Common Voice – Mozilla's initiative to help teach machines how real people speak

gok · on Oct 17, 2019

The goal of making a large, publicly available training corpus for ASR is incredibly admirable, but this approach is problematic. People speak entirely differently when reading from a script. Models trained on read speech (like LibriSpeech) generally don't perform well on spontaneous speech test sets (like Switchboard). Transcribing speech that was read from a script isn't a particularly interesting problem.

This effort would be more interesting if it could collect speech data in a more specific domain, like web search queries.

lunixbochs · on Oct 17, 2019

I have many general English speech recognition models for wav2letter trained on ~3000 hours of non-switchboard audio including 1k from Common Voice, and on several datasets I have collected or found myself.

Common Voice has optional fields for age and accent in the dataset, but I don't use them. I just toss everything into a single bin.

I've had users with many accents (including e.g. thick UK, India, Germany), report that my 3k hour model including Common Voice performed significantly better for their accent than a librispeech-only model, and also much better than the older macOS speech recognition English models. (And how a model feels for a user in the real world is something you can't really get by just testing against switchboard)

I can't afford switchboard, so I'm very glad that datasets like Common Voice, librispeech, and TED-LIUM exist. I hope at some point I can get the model running in a website, it really does feel pretty good to use.

For Talon we developed a custom speech collection site, that has a lot of prompts we control: https://speech.talonvoice.com - I tried it out with the TIMIT prompt list initially, but right now I'm recording dense command-like speech, which I've found some of my more experienced users are able to say naturally/quickly, not like they're reading from a prompt.

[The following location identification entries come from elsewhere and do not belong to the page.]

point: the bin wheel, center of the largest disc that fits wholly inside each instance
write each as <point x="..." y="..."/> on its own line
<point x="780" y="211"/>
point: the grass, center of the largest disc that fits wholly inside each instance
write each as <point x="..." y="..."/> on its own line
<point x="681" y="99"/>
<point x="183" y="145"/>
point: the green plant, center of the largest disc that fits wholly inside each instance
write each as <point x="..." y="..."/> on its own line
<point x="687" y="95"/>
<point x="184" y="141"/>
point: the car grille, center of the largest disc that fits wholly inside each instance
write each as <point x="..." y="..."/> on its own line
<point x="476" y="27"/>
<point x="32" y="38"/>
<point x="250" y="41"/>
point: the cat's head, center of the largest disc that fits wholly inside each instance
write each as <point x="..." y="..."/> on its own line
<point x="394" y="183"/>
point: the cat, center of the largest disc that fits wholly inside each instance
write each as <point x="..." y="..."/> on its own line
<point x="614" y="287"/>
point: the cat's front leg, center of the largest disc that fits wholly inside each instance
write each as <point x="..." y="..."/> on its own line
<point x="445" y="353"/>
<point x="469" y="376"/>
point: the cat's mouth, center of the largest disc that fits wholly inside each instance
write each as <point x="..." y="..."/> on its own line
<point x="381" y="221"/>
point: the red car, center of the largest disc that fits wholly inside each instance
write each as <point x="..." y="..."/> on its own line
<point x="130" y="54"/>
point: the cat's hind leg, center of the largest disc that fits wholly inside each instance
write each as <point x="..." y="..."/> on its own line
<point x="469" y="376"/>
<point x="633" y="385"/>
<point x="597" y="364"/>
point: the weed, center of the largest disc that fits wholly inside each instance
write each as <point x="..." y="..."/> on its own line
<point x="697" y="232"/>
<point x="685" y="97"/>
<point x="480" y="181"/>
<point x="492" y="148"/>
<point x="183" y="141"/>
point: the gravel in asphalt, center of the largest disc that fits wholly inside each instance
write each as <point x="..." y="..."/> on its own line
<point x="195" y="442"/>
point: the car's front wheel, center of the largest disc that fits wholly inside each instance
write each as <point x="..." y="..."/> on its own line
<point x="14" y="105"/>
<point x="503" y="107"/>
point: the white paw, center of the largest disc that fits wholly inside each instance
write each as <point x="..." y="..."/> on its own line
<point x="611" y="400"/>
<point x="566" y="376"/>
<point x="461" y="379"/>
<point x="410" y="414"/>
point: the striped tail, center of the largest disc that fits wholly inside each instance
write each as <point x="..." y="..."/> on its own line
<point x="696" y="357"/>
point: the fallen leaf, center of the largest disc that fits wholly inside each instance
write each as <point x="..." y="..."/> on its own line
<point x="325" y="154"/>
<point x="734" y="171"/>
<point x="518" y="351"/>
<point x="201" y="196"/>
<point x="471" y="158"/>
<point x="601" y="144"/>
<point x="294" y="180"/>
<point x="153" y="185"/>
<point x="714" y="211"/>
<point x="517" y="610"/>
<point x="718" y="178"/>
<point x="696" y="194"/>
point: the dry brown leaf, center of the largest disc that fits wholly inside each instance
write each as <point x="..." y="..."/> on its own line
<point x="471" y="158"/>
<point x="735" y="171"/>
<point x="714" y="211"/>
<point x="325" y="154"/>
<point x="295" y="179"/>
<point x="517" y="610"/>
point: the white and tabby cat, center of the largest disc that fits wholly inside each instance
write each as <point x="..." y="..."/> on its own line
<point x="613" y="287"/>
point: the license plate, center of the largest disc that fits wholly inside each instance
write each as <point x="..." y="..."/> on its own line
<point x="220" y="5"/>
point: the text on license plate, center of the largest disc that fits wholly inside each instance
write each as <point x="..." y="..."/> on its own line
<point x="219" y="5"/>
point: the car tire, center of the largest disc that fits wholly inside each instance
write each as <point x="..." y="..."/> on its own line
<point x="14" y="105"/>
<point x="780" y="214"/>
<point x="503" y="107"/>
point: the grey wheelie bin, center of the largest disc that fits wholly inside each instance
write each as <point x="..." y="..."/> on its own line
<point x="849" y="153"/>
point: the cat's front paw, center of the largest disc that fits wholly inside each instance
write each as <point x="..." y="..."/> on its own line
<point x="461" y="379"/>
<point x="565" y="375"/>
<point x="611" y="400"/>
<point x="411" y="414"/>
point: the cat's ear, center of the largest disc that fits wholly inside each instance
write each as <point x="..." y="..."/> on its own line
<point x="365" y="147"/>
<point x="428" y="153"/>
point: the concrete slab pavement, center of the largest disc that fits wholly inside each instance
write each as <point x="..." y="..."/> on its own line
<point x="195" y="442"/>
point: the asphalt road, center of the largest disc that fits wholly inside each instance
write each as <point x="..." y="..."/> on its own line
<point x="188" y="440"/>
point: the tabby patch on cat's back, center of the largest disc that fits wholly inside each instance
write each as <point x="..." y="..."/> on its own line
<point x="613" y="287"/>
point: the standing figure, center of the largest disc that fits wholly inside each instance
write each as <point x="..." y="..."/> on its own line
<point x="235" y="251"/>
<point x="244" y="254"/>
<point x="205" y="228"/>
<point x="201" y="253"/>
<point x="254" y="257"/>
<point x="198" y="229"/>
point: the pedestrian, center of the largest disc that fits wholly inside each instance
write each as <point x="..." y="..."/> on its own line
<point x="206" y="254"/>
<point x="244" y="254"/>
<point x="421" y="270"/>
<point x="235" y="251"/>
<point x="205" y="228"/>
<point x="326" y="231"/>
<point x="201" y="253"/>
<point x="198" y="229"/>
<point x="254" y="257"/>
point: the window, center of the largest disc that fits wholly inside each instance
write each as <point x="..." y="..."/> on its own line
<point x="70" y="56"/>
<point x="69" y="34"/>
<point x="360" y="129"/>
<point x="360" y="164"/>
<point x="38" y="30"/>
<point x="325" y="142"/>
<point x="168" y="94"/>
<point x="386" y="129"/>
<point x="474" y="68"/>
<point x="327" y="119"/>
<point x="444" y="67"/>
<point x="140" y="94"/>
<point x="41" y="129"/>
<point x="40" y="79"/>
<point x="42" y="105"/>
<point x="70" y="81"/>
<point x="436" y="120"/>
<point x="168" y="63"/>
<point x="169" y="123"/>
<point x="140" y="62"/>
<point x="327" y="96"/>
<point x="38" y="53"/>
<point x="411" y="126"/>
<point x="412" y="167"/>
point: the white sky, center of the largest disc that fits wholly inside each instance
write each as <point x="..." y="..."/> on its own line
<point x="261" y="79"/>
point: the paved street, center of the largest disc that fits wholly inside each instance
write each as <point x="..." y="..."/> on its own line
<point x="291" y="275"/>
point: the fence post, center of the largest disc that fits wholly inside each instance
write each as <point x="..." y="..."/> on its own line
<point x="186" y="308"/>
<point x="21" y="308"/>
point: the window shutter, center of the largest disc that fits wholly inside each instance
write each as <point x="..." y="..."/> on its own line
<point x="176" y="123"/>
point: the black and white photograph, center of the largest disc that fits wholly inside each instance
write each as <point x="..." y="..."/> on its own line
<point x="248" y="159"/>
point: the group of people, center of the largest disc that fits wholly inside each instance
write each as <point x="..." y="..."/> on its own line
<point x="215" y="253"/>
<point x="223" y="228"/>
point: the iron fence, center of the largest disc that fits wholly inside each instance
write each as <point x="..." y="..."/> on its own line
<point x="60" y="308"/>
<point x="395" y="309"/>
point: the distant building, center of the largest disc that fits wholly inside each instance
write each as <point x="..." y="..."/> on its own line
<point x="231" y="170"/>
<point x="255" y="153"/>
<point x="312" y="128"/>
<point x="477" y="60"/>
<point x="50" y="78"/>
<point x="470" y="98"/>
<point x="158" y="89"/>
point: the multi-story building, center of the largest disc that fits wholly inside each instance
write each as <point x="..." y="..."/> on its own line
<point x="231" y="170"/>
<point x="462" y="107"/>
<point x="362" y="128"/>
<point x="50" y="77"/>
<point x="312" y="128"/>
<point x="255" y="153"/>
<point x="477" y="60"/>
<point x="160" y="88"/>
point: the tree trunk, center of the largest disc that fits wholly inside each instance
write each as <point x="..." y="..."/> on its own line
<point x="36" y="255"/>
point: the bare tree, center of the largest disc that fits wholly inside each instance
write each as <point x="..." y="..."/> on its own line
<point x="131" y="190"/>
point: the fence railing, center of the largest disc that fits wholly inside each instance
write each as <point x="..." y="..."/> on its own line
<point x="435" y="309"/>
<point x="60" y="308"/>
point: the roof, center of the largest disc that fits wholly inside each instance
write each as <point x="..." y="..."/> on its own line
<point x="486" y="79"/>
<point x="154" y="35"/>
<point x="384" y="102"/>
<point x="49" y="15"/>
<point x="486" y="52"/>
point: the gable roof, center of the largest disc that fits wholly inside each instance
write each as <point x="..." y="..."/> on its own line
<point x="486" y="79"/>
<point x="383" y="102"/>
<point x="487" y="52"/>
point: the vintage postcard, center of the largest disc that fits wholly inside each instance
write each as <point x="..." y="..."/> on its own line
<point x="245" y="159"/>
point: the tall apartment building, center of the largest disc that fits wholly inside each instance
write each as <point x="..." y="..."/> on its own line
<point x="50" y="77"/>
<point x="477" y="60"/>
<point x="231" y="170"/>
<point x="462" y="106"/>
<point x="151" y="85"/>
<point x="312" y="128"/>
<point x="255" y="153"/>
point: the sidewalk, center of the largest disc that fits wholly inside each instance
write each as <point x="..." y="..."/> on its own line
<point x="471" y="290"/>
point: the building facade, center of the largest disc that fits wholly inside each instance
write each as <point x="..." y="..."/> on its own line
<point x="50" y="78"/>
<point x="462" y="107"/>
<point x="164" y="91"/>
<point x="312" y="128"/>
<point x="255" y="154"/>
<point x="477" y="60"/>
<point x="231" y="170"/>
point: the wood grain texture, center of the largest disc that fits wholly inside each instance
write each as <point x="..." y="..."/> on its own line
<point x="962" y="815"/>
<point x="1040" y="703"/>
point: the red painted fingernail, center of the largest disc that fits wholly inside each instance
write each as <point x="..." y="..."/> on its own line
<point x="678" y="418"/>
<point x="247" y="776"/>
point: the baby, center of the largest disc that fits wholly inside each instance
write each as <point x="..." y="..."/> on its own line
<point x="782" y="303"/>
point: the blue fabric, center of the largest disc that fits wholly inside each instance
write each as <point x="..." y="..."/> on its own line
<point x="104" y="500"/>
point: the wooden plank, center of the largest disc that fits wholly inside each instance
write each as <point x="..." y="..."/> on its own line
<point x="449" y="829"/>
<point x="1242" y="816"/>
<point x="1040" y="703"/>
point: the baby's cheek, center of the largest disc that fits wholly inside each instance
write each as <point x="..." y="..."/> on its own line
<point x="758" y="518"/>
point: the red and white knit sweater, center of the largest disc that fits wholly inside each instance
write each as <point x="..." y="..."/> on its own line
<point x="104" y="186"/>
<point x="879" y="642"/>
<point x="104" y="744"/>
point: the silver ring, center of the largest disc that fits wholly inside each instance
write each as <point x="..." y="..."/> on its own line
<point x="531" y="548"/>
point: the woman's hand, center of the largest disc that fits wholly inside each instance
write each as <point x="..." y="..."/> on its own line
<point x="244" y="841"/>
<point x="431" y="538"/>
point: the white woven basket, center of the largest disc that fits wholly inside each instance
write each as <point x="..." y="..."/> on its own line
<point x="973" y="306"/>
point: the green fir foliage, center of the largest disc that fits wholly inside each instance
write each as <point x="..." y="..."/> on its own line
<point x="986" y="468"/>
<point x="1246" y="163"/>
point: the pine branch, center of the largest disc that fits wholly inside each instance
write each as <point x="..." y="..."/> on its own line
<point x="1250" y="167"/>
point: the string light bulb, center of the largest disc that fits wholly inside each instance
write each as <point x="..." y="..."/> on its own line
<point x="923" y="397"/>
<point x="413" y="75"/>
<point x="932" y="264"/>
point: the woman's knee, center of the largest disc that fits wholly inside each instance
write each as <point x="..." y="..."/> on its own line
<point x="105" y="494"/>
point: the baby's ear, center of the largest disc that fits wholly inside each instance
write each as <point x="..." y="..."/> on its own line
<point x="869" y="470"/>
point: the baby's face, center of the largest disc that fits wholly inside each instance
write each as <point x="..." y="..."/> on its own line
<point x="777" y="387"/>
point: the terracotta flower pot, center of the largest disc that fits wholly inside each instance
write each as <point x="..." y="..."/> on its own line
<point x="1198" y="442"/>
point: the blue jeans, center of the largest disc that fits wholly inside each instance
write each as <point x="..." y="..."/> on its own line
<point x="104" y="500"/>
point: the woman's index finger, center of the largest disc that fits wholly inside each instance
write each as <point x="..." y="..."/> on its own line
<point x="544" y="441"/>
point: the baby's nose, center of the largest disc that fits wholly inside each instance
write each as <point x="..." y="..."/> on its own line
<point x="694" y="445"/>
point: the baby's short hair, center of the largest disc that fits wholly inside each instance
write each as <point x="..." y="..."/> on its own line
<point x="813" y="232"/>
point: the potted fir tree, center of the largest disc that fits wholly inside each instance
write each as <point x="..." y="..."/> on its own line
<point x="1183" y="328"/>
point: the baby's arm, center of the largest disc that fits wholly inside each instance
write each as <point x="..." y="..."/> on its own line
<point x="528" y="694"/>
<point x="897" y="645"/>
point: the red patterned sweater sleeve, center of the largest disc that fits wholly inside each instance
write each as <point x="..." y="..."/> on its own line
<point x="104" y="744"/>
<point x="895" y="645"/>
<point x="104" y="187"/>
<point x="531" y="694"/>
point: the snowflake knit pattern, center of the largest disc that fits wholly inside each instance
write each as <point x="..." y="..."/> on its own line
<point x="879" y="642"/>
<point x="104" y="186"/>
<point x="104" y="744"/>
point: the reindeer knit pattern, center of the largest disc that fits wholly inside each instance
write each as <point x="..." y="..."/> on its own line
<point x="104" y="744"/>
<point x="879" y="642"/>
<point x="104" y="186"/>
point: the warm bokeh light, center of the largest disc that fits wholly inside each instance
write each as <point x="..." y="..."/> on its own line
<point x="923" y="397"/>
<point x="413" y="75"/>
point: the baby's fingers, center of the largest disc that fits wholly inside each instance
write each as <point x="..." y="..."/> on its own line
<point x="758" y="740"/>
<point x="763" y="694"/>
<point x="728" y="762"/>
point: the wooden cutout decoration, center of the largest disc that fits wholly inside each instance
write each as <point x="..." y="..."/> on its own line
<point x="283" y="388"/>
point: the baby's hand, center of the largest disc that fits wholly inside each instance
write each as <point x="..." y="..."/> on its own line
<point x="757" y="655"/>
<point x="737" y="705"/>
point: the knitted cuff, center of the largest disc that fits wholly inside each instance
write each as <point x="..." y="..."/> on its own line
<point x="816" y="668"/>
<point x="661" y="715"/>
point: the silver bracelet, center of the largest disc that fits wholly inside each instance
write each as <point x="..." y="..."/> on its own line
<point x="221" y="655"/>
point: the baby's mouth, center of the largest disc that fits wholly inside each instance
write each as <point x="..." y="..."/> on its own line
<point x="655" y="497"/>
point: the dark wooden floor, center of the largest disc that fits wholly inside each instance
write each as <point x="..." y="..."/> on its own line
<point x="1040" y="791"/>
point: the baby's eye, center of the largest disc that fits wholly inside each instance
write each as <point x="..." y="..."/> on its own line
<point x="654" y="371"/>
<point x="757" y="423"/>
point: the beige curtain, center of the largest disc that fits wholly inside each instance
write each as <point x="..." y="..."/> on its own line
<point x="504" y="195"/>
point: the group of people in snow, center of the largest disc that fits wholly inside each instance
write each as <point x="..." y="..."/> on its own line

I don't have a separate verification process, because I've had a lot of success with a process that automatically prunes inputs that "obviously make the model much worse". The site is basically designed to record as fast as possible, with keyboard shortcuts to go to the next item and start/stop recording so you can almost record nonstop, which ends up being slightly less forced than just reading one sentence.

The site is pretty reusable, I previously used it at noise.talonvoice.com to record "noise recognition" samples. Here's the source of the current speech site, if someone wants to spin up a common-voice-lite for a specific domain it's pretty easy (just need to run a python app somewhere): https://github.com/talonvoice/noise/tree/speech-dataset

gok · on Oct 17, 2019

> how a model feels for a user in the real world is something you can't really get by just testing against switchboard

Fair but statistical systems are also extremely susceptible to placebo. I would be curious what a test set shows.

lunixbochs · on Oct 18, 2019

I'm also using test sets to measure my models, including test sets from datasets I'm not training on. But I called it out because the real-world difference is _significant_ for this task, users with heavy accents previously couldn't say most mid-sized sentences without having to try again and "americanize" their voice for at least one of the words. With Common Voice mixed in, that wasn't the case.

cnxhk · on Oct 17, 2019

They recently released a subset of LibriSpeech called LibriTTS which consists only clean speech.

woodson · on Oct 19, 2019

As the name implies, LibriTTS is meant for people (researchers, really) to develop text-to-speech (TTS) systems.

The point isn't that LibriSpeech isn't clean enough. Rather, it's that conversational speech is very different from read speech (which is based on written text). Everything has an effect, even planning of utterances (think: hesitations, "uhm", "uh"), turn taking behaviors (think: how speakers negotiate taking turns), how speakers self-correct, phonetic convergence (think: speakers adapting their speech to be more similar to that of their interlocutor), and so on.

The Common Voice data won't help with that, as it's read speech. It's far more expensive to collect conversational speech datasets, as transcription (or correction of automatic transcripts) involves a lot of manual labor.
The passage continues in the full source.